Hand Caliper Skull Measurements
Seven measurements taken with hand held digital calipers are used routinely to define skull morphology at TJL's craniofacial resource. These measures have a high degree of accuracy and precision in our hands and are able to discriminate differences between mutant and control skull characteristics. Our linear measures have been added to the illustration below which was taken from a publication by Dr. Joan Richtsmeier characterizing craniofacial differences in mouse models of Down Syndrome using three dimensional anatomical landmarks (Richtsmeier, 2000). Skulls are cleared with potassium hydroxide and stained with alizarin red dye in preparation for caliper measurements to be taken.
Skeletal Preps
In many cases whole skeletons of mutant and control mice are cleared in 1% KOH, stained with alizarin, stored in glycerin (Green, 1952) and then evaluated for skeletal malformations. Malformations found can indicate that the craniofacial phenotype is part of a greater syndrome.
Data Analysis
Hand caliper skull measurements and PIXImus skeletal and body composition data are evaluated using StatView 4.5 software (Abaccus Cary, NC) for Macintosh computers. Differences are considered significant when p < 0.05.
Molecular Mapping
Molecular mapping is completed using DNA extracted from tail or spleen through a Hot Sodium and Tris (HotSHOT) protocol (Truett, 2000). Primer pairs (MapPairs, Research Genetics, Huntsville Ala.) of microsatellite markers are used to establish and refine the initial mapping location. PCR products are visualized and scored via gel electrophoresis and ethidium bromide staining. Linkage analysis and recombination frequencies are calculated via the Map Manager computer program (Manly, 2001) and compared to known and predicted gene location data and marker location data published in the Celera (www.celera.com/) and Ensemble (www.ensembl.org/Mus_musculus/) genome databases and the Mouse Genome Informatics website (MGI, www.informatics.jax.org/).
Sequencing
Primers are designed using published cDNA sequences from the Ensemble or Celera mouse genome databases. DNA is amplified through PCR and separated via gel electrophoresis. The resultant products are then removed and purified with QIAquick Gel Extraction Kits (Qiagen, Inc., Valencia, CA, USA) and sequenced using an Applied Biosystems 373A DNA Sequencer and an optimized DyeDeoxy Terminator Cycle Sequencing method.
References
Donahue, L.R., Rosen, C.J., Beamer, W.G. (1999) Comparison of Bone Mineral Content and Bone Mineral Density in C57BL/6J and C3H/HeJ Female Mice by pQCR (Stratec XCT 960M) and DEXA (PIXImus). Thirteenth International Mouse Genome Conference. Philadelphia, PA.

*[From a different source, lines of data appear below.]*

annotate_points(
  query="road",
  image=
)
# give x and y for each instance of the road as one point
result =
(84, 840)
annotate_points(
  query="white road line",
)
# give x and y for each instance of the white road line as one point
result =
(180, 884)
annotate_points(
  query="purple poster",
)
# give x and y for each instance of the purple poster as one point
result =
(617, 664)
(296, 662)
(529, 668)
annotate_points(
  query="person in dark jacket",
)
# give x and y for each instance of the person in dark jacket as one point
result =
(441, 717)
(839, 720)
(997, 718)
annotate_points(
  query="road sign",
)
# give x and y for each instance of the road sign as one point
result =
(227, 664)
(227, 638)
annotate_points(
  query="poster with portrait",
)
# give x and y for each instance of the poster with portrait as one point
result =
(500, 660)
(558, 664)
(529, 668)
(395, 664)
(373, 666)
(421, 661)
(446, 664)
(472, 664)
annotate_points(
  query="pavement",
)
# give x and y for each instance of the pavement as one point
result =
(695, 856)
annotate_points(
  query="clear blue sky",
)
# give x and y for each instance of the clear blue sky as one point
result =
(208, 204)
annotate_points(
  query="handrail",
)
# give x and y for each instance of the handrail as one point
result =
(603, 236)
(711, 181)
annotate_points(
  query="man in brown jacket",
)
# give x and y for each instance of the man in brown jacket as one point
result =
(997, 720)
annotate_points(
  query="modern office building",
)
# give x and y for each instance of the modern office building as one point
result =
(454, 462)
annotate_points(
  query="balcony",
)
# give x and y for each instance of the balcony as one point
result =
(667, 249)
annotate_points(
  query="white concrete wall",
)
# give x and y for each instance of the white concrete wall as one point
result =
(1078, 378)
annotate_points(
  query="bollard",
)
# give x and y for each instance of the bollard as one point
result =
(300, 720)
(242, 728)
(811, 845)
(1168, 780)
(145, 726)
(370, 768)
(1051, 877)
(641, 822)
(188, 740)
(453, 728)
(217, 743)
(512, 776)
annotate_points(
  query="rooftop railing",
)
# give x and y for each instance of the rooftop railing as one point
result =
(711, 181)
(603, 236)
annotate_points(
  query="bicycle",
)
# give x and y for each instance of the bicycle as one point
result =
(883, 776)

Green, M.C. (1952) A rapid method for clearing and staining specimens for the demonstration of bone. The Ohio Journal of Science 52(1):31-33. January 1952
Manly, K.F., Cudmore, R.H. Jr., Meer, J.M. (2001) Map Manager QTX, cross-platform software for genetic mapping. Mamm. Genome 12:930-932.
Richtsmeier JT, Baxter, LL, Reeves, RH. (2000) Parallels of craniofacial maldevelopment in Down syndrome and Ts65Dn mice. Dev. Dyn. Feb;217(2):137-45.
Truett, G.E., Heeger, P., Mynatt, R.L., Truett, A.A., Walker, J.A., Warman, M.L. (2000) Preparation of PCR-quality mouse genomic DNA with hot sodium hydroxide and Tris (HoSHOT). Biotechniques 29;52-54.